In the High Court decision, the issue of whether a shipowner's lien is a charge on the company's property and whether it is registrable under section 131 of the Companies Act was considered for the first time. Audrey Lim JC held that a lien over sub-hire created by a charterparty was registrable pursuant to section 131(3)(f) of the Companies Act as a book debt or pursuant to section 131(g) of the Companies Act as a floating charge. In Diablo Fortune, since the Lien had not been registered, the High Court held that the Lien was void against the liquidators and creditors of Siva Ships. The Court of Appeal upheld the decision of the High Court and dismissed Diablo Fortune Inc's appeal.
A Statutory Exemption
This decision highlighted the tension between insolvency practitioners and the maritime industry in such cases. From the perspective of maritime practitioners, the decision in Diablo Fortune gave rise to several practical difficulties.
First, such a contractual lien would have to be registered as a charge with the Accounting and Corporate Regulatory Authority within 30 days. However, vessels are typically subject to a continuous series of charterparties and some of which could be completed before the expiration of the 30-day registration period. Besides the impracticality and inconvenience of imposing a registration requirement would also result in an enormous administrative burden given that large numbers of charterparties are concluded every day. Equally important is the fact that registering shipowners' liens as charges had never been part of the maritime landscape in Singapore.

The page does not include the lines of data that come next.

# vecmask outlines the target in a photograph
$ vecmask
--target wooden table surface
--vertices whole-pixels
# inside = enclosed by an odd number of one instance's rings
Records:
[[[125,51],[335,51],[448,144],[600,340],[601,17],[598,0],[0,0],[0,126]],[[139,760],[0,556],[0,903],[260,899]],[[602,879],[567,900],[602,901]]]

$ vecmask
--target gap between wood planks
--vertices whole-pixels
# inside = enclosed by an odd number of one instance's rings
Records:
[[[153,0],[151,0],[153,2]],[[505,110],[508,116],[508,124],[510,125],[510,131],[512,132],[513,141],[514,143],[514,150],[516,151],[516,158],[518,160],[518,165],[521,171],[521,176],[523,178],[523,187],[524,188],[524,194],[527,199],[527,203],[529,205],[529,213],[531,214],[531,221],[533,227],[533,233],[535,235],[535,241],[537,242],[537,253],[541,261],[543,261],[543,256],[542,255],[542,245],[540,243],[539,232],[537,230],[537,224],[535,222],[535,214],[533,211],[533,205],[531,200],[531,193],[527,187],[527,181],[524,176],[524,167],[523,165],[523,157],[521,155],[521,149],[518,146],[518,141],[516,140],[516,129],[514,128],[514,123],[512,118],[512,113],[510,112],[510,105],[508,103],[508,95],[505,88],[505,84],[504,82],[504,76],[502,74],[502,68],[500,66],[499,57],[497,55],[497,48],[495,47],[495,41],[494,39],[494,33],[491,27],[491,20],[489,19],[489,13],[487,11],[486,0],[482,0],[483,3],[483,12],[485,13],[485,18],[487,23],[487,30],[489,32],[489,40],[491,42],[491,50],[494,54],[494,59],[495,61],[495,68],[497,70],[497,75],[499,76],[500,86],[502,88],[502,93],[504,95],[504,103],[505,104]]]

To address these concerns, the Singapore government has sought to amend the Companies Act to exempt shipowners' liens from registration. The proposed amendments under the Bill mirrors section 334(4) of the Hong Kong Companies Ordinance, which excludes shipowners' liens from the requirement of registration by stipulating that such liens do not amount to a charge.
However, there are significant differences between the positions in Hong Kong and Singapore. For instance, under the Hong Kong legislation, a shipowner's lien is not registrable because it is not even a security charge to begin with. This means that in the event of a liquidation, the shipowner's lien will rank after secured claims and pari passu with other unsecured claims. On the other hand, in Singapore, although a shipowner's lien is exempted from registration under the amendments, it still remains a security charge that takes priority over unsecured creditors and other secured creditors whose security was created after the relevant shipowner's lien was created notwithstanding that it is not registrable.
In our view, the passing of the Bill will afford better protection to shipowners. With the amendments, as well as the incorporation of the UNCITRAL Model Law on Cross-Border Insolvency to the Companies Act in May 2017, it is evident that Singapore is taking great strides to achieve its aim of becoming the leading international debt restructuring hub in Asia. The amendments will certainly enhance the business-friendly maritime environment in Singapore and continue to strengthen its position as a global maritime and legal hub.